Anton Stråhle: Trend Analysis Using Probabilistic Topic Modeling - Evaluating ESG Trends in Earnings Call Data
MSc Thesis Presentation
Time: Thu 2021-06-10 09.00
Location: Zoom, meeting ID: 646 0130 8139
Respondent: Anton Stråhle
Supervisor: Taras Bodnar
This thesis examines how topic modeling, specifically probabilistic topic modeling, can be used in order to gauge trends in textual data. We introduce two probabilistic topic models, LDA and DMM, and present two types of approximative inference for both models as well as methods of hyperparameter estimation. Furthermore we also introduce methods of guiding the models in the direction of uncovering topics relating to the trends that we are interested in.
The two models are applied to different corpora consisting of questions from the Q & A sessions of financial earnings calls.
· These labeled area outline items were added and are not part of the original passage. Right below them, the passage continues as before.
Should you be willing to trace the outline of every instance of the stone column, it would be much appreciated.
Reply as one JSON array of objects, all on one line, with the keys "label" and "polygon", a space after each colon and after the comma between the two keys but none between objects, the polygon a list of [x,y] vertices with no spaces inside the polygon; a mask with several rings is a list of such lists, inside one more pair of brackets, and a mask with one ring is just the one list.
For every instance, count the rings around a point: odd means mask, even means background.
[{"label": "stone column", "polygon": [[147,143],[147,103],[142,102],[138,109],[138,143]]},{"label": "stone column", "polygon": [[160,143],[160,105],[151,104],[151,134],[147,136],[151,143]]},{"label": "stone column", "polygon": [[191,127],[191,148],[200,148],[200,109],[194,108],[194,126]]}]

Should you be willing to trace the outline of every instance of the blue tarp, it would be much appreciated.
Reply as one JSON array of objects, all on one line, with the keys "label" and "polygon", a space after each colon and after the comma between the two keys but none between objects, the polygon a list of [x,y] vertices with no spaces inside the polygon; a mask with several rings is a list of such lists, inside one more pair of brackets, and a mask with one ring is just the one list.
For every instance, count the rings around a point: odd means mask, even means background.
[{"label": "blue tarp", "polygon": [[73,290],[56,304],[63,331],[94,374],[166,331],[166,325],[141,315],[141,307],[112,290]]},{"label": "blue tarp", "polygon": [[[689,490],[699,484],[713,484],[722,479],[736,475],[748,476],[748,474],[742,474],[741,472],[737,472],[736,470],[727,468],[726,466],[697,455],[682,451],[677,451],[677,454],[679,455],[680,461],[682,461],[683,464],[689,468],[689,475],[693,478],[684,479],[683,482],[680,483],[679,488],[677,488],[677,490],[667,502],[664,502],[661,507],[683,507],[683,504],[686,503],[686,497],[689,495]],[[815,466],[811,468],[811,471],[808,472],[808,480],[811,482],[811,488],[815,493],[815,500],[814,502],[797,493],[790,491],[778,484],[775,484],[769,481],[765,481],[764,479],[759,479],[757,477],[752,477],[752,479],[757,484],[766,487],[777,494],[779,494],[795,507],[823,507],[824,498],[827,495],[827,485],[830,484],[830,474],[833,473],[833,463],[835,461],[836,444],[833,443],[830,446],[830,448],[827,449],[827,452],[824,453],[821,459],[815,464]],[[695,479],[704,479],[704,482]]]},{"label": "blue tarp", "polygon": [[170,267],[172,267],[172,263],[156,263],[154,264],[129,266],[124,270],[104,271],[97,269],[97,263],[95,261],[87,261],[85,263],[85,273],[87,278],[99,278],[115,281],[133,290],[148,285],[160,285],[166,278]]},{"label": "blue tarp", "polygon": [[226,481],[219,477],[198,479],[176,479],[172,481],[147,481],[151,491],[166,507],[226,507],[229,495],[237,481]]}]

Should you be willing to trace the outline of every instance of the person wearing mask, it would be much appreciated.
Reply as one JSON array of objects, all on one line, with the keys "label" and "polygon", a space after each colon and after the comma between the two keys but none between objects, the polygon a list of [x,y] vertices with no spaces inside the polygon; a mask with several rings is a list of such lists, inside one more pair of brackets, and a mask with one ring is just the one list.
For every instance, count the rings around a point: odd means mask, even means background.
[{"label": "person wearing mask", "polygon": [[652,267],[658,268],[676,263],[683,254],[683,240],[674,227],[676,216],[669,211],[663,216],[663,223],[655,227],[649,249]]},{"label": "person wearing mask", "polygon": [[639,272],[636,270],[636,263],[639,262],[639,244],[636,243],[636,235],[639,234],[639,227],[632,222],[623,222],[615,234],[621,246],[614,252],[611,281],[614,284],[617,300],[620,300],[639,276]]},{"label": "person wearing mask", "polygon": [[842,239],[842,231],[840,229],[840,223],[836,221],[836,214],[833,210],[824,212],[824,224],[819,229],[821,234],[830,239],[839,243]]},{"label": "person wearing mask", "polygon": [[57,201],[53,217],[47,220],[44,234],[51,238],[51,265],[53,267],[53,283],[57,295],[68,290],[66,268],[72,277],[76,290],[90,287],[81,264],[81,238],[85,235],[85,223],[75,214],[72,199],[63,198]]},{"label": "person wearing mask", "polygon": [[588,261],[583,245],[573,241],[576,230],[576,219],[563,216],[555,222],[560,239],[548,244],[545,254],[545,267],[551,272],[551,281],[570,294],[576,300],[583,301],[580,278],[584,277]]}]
We focus on how ESG related trends can be examined using these methods, hence we guide the models towards uncovering such topics. We find that DMM models are not applicable to the data examined as the assumptions made are not fulfilled to such an extent as initially thought. LDA models on the other hand, when applied to specific subsets of the data, yield quite promising results.
When further nudging the LDA models in the direction of uncovering specific ESG topics we find that we are able to uncover topics where we have some prior knowledge of the topics existence within the corpus. The ability to uncover topics in such a manner indicates that the framework established in the thesis is usable in practice but that it requires some prior knowledge regarding the topics one wants to uncover. Using the trained models we also construct two metrics that can be used to gauge the trends of these topics when they are evaluated on a test corpus that spans a longer period of time. We also discuss the drawbacks of the framework introduced as well as some ways in which it can be improved.